I refused to do the curtain call, because I didn't want to ruin it for the audience. How could I get up and take bows after I'd just been killed? The director, who had by this time become my biggest ally, shook his head at me. “Fine, Illeana; you're the director.”

When the play was over—and it was a big success, by the way—he said, “You know, you have one of the most bloodcurdling screams I have ever heard. You could make money with that scream.”

I joked, “Yeah, Special Skills: bloodcurdling screams!” Little did he know that I would take his advice and that scream would take me far.

A few years later, I had graduated from the Neighborhood Playhouse and had become involved with a company called Goodwater. We were doing an Off Broadway showcase comprising mostly actors and writers who happened to be assistants to many of the great filmmakers in the Brill Building in Manhattan. The Brill Building—at 1619 Broadway—had once been Tin Pan Alley. Then it became a notable film and production house. Directors such as Jonathan Demme, Spike Lee, Paul Schrader—you name it—all had offices there. A friend in our show was working as an assistant for the film director Frank Perry. He had an office next to Peggy Siegal's and was also a client of hers. Peggy was a very famous publicist—still is—handling all the biggest movies of the era. He had overheard that she needed a new assistant because hers was moving on to work for Martin Scorsese, who was also in the building. My friend recommended me. I passed my interview, and pretty soon I had my dream job. Every day I learned something invaluable about show business. Like, be prepared.

On my first day of work, I rode the elevator with Warren Beatty and Elaine May. They were actually discussing
Ishtar
, which they were editing, in the elevator. I thought, Man, an elevator ride with the right director might land you in a movie.

A lot of my duties involved inviting and escorting famous people to premieres. My roommate would tease me, “That's what you do? Invite famous people to parties?”

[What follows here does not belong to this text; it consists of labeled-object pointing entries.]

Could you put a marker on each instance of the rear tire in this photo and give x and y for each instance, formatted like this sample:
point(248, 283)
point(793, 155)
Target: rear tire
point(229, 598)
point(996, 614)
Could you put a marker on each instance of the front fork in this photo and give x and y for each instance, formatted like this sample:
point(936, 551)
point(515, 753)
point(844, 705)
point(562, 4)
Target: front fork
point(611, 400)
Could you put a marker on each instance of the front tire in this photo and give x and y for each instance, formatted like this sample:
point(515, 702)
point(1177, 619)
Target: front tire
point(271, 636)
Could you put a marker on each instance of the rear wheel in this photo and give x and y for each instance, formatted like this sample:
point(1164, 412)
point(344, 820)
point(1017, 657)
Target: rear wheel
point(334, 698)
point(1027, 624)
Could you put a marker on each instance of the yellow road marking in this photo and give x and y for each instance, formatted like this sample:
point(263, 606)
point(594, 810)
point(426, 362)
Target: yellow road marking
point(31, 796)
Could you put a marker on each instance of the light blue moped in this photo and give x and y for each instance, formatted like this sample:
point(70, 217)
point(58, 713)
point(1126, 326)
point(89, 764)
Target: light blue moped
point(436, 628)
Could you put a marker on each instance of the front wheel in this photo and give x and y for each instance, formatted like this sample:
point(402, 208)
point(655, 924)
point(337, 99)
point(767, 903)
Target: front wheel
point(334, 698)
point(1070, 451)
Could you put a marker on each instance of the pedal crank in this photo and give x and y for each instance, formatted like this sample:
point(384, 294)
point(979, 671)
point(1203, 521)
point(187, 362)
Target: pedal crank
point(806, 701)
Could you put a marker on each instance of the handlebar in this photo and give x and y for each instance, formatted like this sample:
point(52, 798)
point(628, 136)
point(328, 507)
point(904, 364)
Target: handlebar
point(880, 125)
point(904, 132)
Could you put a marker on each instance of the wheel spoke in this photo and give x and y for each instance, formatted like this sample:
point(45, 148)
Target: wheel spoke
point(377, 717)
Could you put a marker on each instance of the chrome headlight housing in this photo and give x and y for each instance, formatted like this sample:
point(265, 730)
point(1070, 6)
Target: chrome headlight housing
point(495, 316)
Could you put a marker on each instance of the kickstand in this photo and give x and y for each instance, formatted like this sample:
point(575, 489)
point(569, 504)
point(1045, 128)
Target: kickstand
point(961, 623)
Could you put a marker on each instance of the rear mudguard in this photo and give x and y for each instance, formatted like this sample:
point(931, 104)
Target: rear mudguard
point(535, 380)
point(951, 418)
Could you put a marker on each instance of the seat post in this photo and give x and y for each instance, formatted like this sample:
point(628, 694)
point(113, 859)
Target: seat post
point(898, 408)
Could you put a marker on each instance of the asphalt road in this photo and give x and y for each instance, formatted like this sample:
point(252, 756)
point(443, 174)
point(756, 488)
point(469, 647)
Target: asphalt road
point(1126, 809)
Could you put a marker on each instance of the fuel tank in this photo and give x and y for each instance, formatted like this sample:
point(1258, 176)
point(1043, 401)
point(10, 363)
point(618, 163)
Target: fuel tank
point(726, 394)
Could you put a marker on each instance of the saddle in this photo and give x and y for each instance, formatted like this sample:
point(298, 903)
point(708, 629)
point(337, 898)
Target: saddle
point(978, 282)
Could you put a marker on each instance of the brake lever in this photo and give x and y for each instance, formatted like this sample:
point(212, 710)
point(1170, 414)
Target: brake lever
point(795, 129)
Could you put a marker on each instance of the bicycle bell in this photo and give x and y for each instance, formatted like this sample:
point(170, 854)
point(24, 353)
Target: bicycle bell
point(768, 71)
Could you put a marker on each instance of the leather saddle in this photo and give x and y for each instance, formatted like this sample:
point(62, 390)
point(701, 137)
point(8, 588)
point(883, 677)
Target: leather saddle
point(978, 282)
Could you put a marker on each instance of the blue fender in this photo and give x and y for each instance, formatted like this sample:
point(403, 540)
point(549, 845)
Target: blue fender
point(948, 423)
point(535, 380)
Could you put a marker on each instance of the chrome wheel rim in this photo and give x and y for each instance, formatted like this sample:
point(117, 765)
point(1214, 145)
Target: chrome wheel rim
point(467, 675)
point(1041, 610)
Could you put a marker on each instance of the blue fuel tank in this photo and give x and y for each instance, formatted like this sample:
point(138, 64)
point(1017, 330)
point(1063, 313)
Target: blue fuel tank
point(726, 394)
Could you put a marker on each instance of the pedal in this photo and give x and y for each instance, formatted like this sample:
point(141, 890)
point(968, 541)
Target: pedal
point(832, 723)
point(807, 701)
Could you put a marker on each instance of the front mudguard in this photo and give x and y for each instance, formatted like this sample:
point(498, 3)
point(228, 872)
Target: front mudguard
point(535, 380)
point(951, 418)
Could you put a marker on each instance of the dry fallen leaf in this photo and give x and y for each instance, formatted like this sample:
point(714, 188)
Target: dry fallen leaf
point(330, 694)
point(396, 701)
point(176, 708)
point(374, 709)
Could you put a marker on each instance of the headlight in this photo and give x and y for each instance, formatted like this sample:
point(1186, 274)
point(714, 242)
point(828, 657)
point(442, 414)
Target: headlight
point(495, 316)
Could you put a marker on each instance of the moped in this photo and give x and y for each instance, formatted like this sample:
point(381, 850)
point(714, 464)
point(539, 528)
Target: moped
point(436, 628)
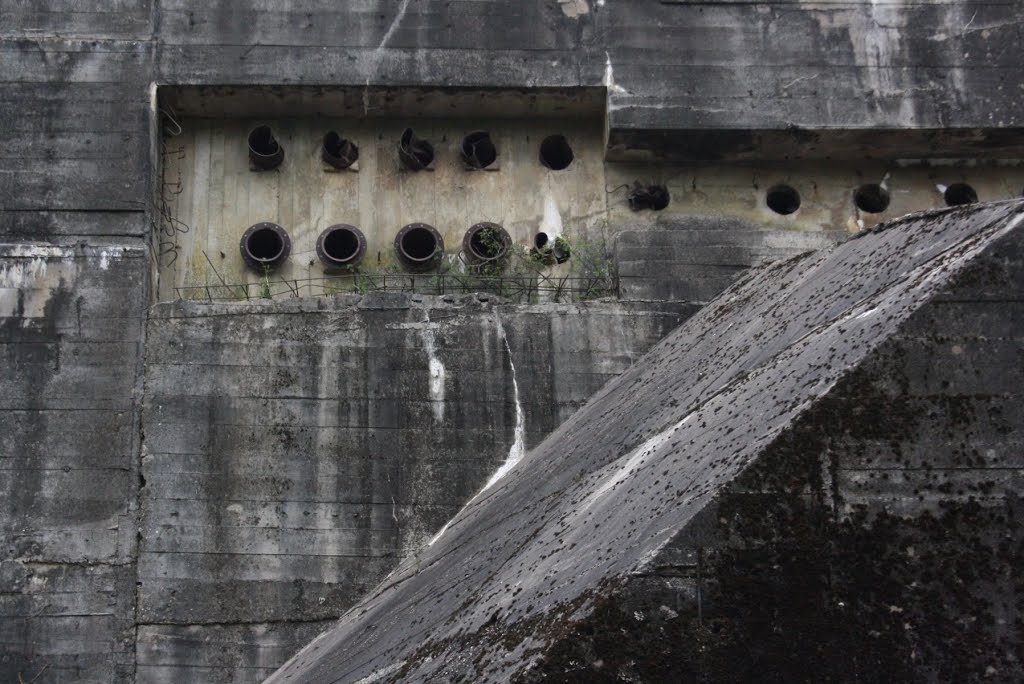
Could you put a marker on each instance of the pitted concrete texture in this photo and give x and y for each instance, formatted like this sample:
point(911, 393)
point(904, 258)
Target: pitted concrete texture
point(815, 477)
point(296, 451)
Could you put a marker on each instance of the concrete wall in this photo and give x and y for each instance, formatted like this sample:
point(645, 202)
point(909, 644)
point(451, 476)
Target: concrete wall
point(686, 80)
point(71, 341)
point(211, 196)
point(815, 477)
point(296, 452)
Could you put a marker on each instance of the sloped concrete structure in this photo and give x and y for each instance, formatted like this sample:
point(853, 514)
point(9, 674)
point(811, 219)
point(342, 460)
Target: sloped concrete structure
point(817, 476)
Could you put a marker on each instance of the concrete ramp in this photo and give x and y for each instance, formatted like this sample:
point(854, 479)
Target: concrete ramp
point(817, 477)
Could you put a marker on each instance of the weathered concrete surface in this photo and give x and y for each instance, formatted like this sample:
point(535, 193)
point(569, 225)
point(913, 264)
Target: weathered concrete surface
point(295, 452)
point(695, 258)
point(816, 477)
point(686, 80)
point(71, 333)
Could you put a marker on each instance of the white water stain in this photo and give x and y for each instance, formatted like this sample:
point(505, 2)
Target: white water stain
point(435, 369)
point(518, 449)
point(551, 222)
point(29, 275)
point(573, 8)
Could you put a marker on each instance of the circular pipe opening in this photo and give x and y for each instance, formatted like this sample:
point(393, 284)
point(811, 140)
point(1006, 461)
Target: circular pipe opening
point(265, 245)
point(264, 151)
point(871, 199)
point(648, 197)
point(478, 150)
point(419, 245)
point(782, 200)
point(341, 245)
point(556, 153)
point(486, 242)
point(338, 152)
point(960, 194)
point(415, 154)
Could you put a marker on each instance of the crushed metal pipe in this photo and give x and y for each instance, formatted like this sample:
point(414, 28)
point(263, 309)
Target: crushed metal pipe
point(338, 152)
point(341, 245)
point(420, 246)
point(265, 246)
point(264, 151)
point(415, 153)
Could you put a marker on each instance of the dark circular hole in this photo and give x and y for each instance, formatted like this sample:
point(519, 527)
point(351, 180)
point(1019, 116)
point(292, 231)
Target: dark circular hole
point(339, 152)
point(486, 242)
point(960, 194)
point(871, 199)
point(265, 245)
point(782, 200)
point(648, 197)
point(261, 141)
point(556, 153)
point(419, 244)
point(415, 153)
point(341, 245)
point(478, 150)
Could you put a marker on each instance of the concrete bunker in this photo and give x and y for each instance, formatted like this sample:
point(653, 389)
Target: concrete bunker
point(339, 152)
point(871, 198)
point(265, 246)
point(341, 245)
point(419, 246)
point(486, 242)
point(960, 194)
point(556, 153)
point(264, 151)
point(416, 154)
point(782, 199)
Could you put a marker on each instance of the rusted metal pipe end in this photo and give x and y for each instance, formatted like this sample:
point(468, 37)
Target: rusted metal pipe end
point(265, 246)
point(486, 242)
point(338, 152)
point(341, 245)
point(420, 246)
point(648, 197)
point(415, 154)
point(478, 150)
point(264, 151)
point(556, 154)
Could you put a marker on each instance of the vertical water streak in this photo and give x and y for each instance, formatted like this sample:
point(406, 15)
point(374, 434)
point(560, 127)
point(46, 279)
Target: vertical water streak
point(436, 370)
point(518, 449)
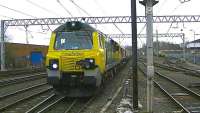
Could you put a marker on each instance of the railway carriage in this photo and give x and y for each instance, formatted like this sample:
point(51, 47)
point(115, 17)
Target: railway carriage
point(79, 57)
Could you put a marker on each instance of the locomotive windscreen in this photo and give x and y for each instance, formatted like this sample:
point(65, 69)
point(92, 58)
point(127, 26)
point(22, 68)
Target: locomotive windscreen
point(73, 40)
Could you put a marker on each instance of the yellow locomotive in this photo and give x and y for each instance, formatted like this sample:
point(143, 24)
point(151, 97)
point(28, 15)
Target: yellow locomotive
point(79, 57)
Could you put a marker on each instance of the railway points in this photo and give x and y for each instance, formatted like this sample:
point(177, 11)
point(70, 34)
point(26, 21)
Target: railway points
point(87, 71)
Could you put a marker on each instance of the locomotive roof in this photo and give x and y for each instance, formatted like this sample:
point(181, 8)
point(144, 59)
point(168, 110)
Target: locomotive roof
point(74, 26)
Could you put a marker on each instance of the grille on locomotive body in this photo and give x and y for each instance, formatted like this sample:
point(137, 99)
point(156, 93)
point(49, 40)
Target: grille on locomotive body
point(69, 64)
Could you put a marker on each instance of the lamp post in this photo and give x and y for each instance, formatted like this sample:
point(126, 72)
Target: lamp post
point(150, 67)
point(194, 59)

“Yes!” I would say excitedly. I mean, the fact that I had Neil Simon's home number and Walter Cronkite's and could call them and invite them to a party—as if we were friends—well, who didn't want to make calls like that? Also, the fact that I knew who Joe Mankiewicz and Garson Kanin were, or that Adolph Green was
married
to Phyllis Newman but that his
partner
was Betty Comden, was finally identified as an important skill. Dream job!

One day I was on the phone with David Denby, who was then a very important movie reviewer for
New York
magazine. (He is now a very important reviewer for
The New Yorker
.) Well, part of representing the film was screening it for reviewers. Peggy always wanted to let a filmmaker know in advance if a review of their film would be positive, so one of my jobs would be to call a reviewer and gauge their reactions after a screening. Mr. Denby—to put it mildly—did not receive these calls well, but I made them nonetheless. On a daily, sometimes hourly, basis.

“Hello, Mr. Denby—I'm calling from Peggy Siegal.”

“No, I do not have a reaction to
Beverly Hills Cop II
.” Click.

Peggy Siegal came walking in as I was looking at the phone. “Did you call David Denby?”

“Yes, Peggy. He just hung up on me.”

“Call him back.”

“What? No, Peggy, he just hung up on me.”

“Call him back.”

“But
____

Just then, Frank Perry came running in and looking around. He stopped and did a double take at me, pointing his finger. “You're an actress, right?”

I smiled wryly. “Yes, Frank. I'm an actress who answers the phone for a living.”

“No!” he said. “Put the phone down.”

I looked at Peggy. “What about Denby?”

She said incredulously, “You're an actress?”